Du silence au mot, de la douleur ineffable à son expression écrite puis orale, Doraibu mai kâ pense le deuil comme une lente délégation de la parole par laquelle un artiste se reconstruit en construisant une œuvre. L’art offre ainsi la médiation nécessaire entre l’un et les autres, entre l’individu saisi dans sa singularité et le collectif auquel il prête une voix, à la fois sienne, celle de son épouse ravie et celle des comédiens. Ryūsuke Hamaguchi dispose moins d’un talent de conteur que du talent de faire conter, et ses personnages deviennent tour à tour narrateurs et spectateurs attentifs d’une histoire banale et extraordinaire à la fois en ce qu’elle mêle la fiction à la réalité, plutôt convertit la trivialité du quotidien en une matière à songes.
Il est audacieux d’investir le cinéma, art visuel par excellence, en privilégiant la voix : celle d’Oto qui résonne pendant l’amour et les trajets en voiture, celle de Yūsuke qui se montre directive et précise lorsqu’elle s’adresse aux acteurs, bien plus rare en dehors du travail, celle enfin de Misaki, dont le mutisme initial disparaît à mesure qu’elle est amenée à se dire, à mesure que se compose entre elle et son passager un vivre-ensemble. Au cœur du long métrage se trouvent donc, comme dans toute l’œuvre du cinéaste, des rituels intimes propices à l’éclosion de la parole, des espaces d’immobilité apparente qui font advenir l’humain dans un langage secret alors que rien ne paraît se passer ; une parole qui serait la parole pure, originelle, hors du jeu – voilà pourquoi Yūsuke interdit à ses acteurs les intonations factices et autres tentatives d’appropriation. Lire pour dire, seulement dire. Ces espaces langagiers (véhicule rouge, salles de travail et de spectacle, chambre à coucher) se voient aussitôt cultivés et par le film et par les personnages, ils obéissent à une nécessité qui, quand elle est perturbée par un retard ou un imprévu, engendre de la frustration.

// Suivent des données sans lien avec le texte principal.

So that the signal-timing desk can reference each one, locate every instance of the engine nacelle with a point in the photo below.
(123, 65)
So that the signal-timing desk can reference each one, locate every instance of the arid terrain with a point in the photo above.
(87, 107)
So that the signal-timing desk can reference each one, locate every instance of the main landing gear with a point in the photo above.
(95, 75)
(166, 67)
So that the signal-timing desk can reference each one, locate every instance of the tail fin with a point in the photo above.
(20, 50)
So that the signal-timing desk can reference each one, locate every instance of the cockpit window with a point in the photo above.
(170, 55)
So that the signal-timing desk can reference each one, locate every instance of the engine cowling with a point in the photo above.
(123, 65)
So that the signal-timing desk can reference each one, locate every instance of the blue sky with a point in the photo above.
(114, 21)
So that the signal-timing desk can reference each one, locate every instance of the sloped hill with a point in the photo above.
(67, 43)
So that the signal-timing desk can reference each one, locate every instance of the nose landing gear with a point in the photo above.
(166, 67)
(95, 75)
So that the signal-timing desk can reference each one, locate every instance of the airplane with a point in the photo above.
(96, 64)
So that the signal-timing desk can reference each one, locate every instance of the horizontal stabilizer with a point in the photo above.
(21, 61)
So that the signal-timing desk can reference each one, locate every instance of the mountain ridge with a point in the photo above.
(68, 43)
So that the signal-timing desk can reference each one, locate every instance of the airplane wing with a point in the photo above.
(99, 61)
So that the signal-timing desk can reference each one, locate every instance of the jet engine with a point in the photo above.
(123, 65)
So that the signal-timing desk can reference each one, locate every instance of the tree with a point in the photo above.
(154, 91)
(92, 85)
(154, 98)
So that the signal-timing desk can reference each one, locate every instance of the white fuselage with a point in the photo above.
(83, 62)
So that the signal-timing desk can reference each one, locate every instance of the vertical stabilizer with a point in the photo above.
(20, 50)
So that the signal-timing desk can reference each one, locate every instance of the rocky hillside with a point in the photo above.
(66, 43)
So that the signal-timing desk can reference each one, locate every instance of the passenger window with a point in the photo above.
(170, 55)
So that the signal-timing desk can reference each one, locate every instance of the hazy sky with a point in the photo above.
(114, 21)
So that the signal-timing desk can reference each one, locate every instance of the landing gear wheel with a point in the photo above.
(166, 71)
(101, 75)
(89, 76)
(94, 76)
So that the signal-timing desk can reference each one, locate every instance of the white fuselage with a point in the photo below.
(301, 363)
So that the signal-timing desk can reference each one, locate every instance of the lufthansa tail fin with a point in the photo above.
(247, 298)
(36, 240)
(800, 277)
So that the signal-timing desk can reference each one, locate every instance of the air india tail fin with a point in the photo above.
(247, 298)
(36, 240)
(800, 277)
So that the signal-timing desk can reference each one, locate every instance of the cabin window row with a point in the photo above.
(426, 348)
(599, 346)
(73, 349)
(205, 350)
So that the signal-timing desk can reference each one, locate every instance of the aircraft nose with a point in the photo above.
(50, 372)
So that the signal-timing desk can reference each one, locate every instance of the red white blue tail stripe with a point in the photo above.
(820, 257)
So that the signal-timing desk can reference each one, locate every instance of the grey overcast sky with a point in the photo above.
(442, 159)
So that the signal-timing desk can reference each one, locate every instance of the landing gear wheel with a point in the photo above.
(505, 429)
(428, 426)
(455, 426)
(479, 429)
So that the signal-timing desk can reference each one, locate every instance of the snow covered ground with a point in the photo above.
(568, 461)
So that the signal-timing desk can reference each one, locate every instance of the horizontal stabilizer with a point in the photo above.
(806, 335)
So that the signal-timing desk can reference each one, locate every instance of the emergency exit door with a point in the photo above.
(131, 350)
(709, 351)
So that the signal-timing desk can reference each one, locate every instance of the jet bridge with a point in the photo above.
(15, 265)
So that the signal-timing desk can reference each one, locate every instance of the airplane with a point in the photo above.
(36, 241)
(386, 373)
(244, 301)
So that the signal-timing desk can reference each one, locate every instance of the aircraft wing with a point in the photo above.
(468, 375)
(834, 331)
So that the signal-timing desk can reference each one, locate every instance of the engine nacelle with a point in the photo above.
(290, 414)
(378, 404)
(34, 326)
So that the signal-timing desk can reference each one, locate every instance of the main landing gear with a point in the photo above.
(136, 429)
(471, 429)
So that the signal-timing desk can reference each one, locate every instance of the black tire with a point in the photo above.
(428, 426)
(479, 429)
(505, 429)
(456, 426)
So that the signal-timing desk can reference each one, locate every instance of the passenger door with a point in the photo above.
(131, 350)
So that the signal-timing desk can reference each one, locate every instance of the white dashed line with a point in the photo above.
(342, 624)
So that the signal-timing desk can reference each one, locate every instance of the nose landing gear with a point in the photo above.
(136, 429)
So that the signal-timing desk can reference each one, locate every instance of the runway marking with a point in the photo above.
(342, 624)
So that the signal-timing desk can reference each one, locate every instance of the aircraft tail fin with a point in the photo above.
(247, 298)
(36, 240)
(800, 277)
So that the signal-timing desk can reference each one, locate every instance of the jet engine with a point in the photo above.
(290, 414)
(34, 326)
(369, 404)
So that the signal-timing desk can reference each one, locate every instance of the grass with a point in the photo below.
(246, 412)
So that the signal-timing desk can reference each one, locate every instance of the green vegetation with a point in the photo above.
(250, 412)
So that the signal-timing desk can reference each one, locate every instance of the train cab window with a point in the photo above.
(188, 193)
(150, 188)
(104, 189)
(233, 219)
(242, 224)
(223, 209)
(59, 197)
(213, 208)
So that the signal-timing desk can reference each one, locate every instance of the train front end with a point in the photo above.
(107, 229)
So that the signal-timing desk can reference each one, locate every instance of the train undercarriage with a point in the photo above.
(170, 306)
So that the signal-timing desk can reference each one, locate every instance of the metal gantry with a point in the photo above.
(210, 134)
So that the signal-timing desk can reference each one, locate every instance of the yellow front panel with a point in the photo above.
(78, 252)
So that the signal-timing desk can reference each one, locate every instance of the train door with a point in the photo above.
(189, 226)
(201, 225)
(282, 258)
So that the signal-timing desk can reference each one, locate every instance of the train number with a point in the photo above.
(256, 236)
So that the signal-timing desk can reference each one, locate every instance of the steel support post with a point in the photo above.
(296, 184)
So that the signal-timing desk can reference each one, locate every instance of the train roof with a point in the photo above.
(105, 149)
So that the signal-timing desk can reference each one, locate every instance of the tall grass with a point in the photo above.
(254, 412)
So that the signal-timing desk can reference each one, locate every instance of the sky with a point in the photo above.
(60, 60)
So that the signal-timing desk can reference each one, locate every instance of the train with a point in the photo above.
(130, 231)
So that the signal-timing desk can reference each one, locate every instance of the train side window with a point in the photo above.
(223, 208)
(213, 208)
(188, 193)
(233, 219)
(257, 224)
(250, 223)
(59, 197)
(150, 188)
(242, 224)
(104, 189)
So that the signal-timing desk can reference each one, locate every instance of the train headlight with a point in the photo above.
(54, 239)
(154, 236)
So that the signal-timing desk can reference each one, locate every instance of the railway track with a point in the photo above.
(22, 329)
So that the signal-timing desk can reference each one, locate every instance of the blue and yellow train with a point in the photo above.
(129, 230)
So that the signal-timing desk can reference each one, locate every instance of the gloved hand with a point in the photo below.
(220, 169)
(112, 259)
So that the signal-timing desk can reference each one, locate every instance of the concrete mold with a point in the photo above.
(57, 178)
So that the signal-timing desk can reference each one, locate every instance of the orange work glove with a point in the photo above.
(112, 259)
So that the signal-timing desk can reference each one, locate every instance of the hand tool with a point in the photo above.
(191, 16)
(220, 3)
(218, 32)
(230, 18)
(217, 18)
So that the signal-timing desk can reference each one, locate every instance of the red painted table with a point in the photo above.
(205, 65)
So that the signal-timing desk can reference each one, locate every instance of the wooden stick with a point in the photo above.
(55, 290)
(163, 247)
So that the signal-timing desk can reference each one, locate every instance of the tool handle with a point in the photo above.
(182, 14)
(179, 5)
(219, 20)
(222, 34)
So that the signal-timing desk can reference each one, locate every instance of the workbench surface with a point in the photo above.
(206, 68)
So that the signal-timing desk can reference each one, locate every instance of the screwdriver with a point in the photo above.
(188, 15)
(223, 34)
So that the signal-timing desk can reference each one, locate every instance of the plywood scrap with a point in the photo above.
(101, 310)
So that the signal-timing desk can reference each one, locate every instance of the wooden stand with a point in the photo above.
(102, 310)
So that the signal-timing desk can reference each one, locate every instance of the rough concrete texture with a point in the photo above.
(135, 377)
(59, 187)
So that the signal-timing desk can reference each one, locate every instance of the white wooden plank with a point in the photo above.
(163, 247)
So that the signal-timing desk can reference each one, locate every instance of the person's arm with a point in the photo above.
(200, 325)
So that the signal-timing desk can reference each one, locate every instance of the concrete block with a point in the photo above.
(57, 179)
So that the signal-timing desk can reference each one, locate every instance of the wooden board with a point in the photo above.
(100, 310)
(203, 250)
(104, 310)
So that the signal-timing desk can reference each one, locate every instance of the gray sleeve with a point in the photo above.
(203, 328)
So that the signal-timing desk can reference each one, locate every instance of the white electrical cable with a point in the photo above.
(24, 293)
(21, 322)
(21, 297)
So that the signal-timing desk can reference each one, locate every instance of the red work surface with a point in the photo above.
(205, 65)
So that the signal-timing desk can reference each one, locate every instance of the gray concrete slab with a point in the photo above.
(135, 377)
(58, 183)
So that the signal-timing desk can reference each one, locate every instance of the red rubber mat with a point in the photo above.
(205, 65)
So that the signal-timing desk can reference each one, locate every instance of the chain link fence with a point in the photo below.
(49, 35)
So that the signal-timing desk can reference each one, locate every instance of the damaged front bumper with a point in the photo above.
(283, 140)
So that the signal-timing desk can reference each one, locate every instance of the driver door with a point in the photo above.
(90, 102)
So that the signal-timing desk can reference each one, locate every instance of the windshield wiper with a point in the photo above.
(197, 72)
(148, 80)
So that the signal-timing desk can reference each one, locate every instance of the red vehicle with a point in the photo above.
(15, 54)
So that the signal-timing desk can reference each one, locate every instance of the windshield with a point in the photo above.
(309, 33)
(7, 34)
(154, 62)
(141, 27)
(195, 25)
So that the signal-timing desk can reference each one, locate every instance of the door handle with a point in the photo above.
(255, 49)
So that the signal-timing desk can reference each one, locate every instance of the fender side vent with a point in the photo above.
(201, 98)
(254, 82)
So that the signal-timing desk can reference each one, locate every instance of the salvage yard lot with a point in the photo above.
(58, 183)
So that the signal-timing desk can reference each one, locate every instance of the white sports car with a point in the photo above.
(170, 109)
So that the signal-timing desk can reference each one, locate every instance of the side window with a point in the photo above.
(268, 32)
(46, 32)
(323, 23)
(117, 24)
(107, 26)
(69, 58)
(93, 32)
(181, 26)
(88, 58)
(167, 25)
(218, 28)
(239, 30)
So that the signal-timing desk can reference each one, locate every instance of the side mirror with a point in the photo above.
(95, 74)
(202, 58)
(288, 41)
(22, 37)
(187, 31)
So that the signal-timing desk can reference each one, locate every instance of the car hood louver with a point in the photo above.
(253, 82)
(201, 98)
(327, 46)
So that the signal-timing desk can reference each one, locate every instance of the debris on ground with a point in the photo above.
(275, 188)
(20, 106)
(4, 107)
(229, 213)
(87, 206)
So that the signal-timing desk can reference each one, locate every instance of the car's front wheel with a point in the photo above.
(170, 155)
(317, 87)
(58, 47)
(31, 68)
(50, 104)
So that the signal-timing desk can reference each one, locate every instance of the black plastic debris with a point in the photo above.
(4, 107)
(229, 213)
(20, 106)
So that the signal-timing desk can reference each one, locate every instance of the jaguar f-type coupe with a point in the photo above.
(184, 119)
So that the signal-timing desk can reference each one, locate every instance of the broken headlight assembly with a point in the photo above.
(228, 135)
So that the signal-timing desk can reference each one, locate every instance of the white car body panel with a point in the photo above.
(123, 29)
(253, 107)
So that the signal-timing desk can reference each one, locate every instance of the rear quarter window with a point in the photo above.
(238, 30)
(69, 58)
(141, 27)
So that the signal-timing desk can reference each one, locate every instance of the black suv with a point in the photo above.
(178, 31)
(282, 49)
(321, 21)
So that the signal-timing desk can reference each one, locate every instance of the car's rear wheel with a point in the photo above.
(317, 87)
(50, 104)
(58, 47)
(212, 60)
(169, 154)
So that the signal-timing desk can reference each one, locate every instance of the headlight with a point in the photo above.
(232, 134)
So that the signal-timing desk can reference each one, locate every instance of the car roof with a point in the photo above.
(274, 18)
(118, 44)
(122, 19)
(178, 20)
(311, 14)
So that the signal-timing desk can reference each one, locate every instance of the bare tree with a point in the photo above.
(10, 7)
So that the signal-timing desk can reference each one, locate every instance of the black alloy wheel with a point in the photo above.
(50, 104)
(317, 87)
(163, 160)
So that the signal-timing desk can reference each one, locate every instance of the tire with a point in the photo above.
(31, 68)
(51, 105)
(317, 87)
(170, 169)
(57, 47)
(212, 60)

Règne au cœur de Doraibu mai kâ une alchimie de la parole : du rien naît la chose, du lit d’hôtel vidé de son amante naît l’inspiration, d’Hiroshima naît une relation indéfinissable parce qu’elle ne se raconte pas directement, parce qu’elle est, à son tour, déléguée par l’intrigue théâtrale. Ryūsuke Hamaguchi a parfaitement saisi l’essence du théâtre et de l’art, il déjoue le piège de la projection pure de l’artiste (entendu comme être biographique) dans ce qu’il crée : l’essentiel réside non dans l’individuel strict mais dans la translation, dans la médiation par autrui qui permet une déconstruction et une reconstruction collective. La voiture en est une puissante métaphore, caisse de résonnance de cette polyphonie à l’œuvre. Se faire conduire, se faire conter. Un immense film, d’une intelligence et d’une maîtrise visuelle et tonale précieuses.